Krakauer’s intergenerational alliance with SoCalled has been brewing for a few years and is part of a natural progression. “When SoCalled gave me a homemade recording of what he called a Hip Hop Seder in 2001,” admits Krakauer, “at first I was really skeptical. But I really reacted to this guy making his own weird, crazy, wild, messed-up-whatever, bizarre music! It’s not about pasting one musical style onto another. Something else came out. I certainly would not have been able to sit at a sampler and make beats. But here’s a guy that has created his own musical language since he was a teenager and I respond to his music. SoCalled would tell you, ‘Hip hop is all about representing, so I am going to be out there and be Jewish.’”

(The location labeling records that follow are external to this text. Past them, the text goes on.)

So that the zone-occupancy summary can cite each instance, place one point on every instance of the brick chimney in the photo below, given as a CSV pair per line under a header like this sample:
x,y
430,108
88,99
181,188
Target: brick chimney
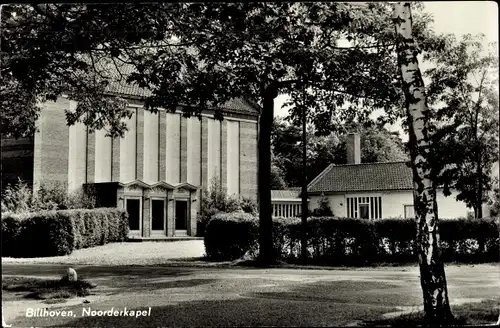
x,y
353,148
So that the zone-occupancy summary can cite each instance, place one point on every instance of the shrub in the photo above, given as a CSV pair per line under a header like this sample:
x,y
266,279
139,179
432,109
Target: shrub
x,y
230,235
248,205
55,233
16,198
347,241
215,200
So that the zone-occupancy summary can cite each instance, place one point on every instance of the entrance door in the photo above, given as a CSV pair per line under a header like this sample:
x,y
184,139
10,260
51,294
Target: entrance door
x,y
180,216
134,216
364,211
158,216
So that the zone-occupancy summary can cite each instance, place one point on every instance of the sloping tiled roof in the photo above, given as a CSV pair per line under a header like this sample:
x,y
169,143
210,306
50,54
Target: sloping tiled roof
x,y
363,177
285,194
119,87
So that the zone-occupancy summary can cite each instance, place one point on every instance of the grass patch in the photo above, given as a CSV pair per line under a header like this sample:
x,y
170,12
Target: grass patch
x,y
477,313
47,289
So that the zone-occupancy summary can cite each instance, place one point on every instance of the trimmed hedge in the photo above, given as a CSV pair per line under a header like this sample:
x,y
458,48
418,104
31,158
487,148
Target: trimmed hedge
x,y
229,236
55,233
346,241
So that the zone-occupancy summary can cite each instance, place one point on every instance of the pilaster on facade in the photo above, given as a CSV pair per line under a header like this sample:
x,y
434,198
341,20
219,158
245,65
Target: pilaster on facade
x,y
139,174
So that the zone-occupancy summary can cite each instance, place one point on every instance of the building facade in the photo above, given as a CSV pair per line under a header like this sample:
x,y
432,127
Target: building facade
x,y
365,190
374,190
157,171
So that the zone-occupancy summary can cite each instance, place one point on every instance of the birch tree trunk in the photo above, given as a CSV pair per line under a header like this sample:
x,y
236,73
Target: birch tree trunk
x,y
432,275
266,252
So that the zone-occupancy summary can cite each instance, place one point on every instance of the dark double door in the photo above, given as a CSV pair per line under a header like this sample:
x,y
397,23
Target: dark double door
x,y
181,211
158,216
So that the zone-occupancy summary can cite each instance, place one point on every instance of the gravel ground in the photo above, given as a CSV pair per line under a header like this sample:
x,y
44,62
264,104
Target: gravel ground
x,y
201,297
134,253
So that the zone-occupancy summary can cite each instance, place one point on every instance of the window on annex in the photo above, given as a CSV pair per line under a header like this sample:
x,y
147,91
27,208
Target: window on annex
x,y
364,207
409,212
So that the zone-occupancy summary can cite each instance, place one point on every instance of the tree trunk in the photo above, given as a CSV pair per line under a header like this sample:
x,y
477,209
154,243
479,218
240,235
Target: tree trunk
x,y
305,208
480,184
432,275
266,253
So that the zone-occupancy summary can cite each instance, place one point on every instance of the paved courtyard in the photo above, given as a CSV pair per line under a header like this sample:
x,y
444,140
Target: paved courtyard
x,y
227,296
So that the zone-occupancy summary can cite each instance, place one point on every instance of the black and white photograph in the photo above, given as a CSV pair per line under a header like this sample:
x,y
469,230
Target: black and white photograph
x,y
250,164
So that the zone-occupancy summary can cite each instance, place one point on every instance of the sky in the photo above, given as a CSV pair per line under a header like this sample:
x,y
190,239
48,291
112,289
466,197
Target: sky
x,y
454,17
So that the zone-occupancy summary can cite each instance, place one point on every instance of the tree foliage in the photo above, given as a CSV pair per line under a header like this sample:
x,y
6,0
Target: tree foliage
x,y
463,92
201,55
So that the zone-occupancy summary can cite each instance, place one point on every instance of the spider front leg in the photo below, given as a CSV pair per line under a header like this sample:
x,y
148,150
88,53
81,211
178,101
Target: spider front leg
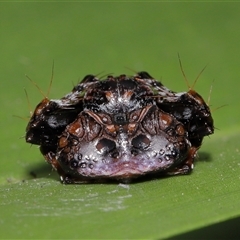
x,y
187,165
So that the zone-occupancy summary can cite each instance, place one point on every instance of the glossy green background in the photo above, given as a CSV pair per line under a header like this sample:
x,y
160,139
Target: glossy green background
x,y
84,38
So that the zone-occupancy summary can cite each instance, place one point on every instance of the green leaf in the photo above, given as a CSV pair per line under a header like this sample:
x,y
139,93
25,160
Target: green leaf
x,y
158,208
85,38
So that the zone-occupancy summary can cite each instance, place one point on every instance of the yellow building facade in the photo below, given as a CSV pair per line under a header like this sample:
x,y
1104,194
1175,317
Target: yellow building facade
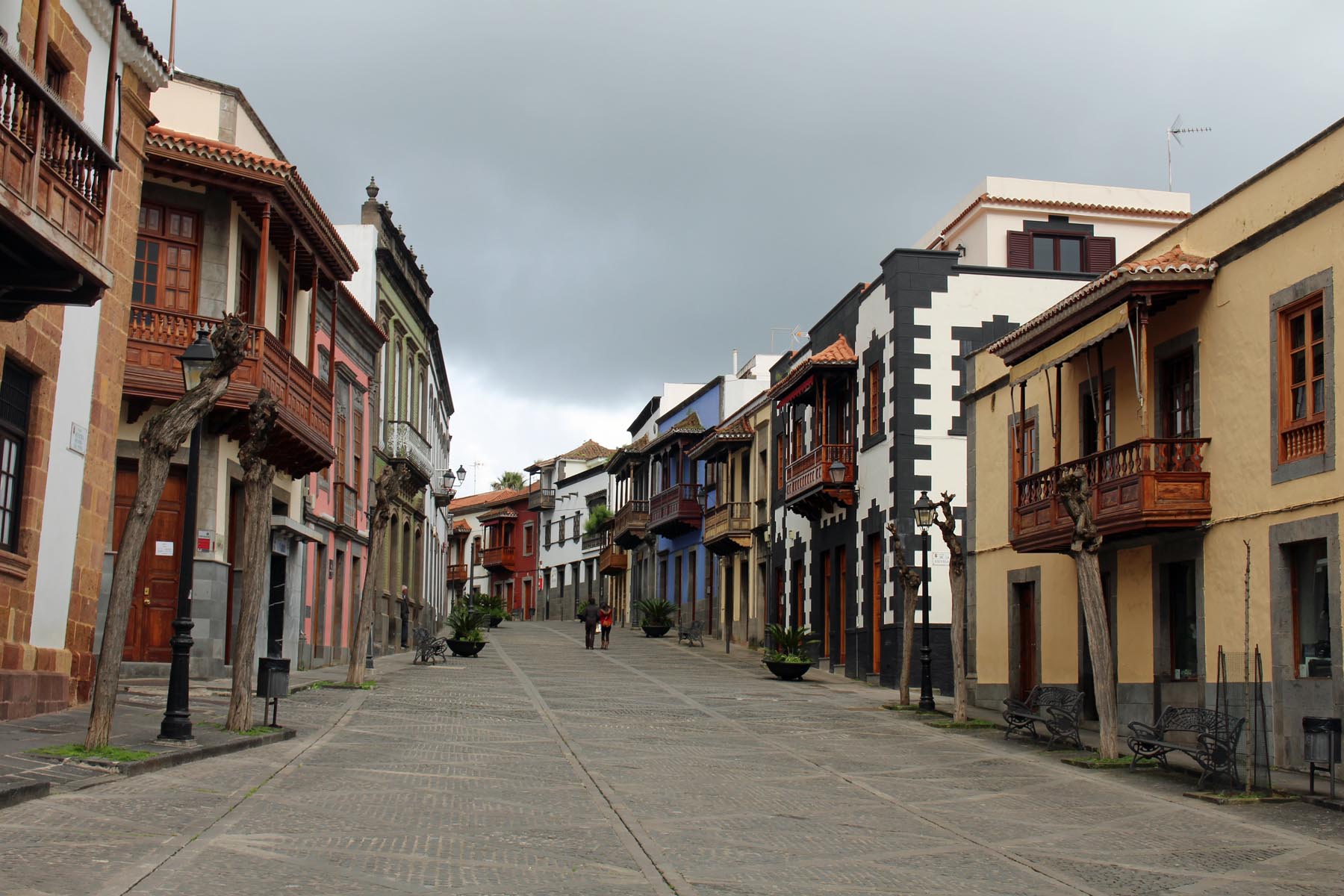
x,y
1195,383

Krakauer had the opportunity to commission three young composers for a concert at NYC’s Merkin Concert Hall, and he called on SoCalled for that. One of SoCalled’s songs made it onto Krakauer’s Twelve Tribes CD. And he appeared on Krakauer’s Live in Krakow. Over time, they worked together more and more. SoCalled’s appearance on Bubbemeises represents the first co-produced CD Krakauer has done.

“SoCalled would come to me and say here’s a beat,” Krakauer describes. “Then I would write some music on top of it reacting to his thing. And my influences are as diverse as weird contemporary music and 1938 Count Basie and James Brown and God knows what else. It’s not interesting to do an imitation of James Brown. But it is interesting if you come in contact with James Brown and digest it and something else comes out. That’s what’s been going on with my work with SoCalled and my band Klezmer Madness. It’s all about artistic process. Purists out there may say ‘This isn’t jazz or klezmer or hip hop. What the hell is it?’ It’s just what it is.”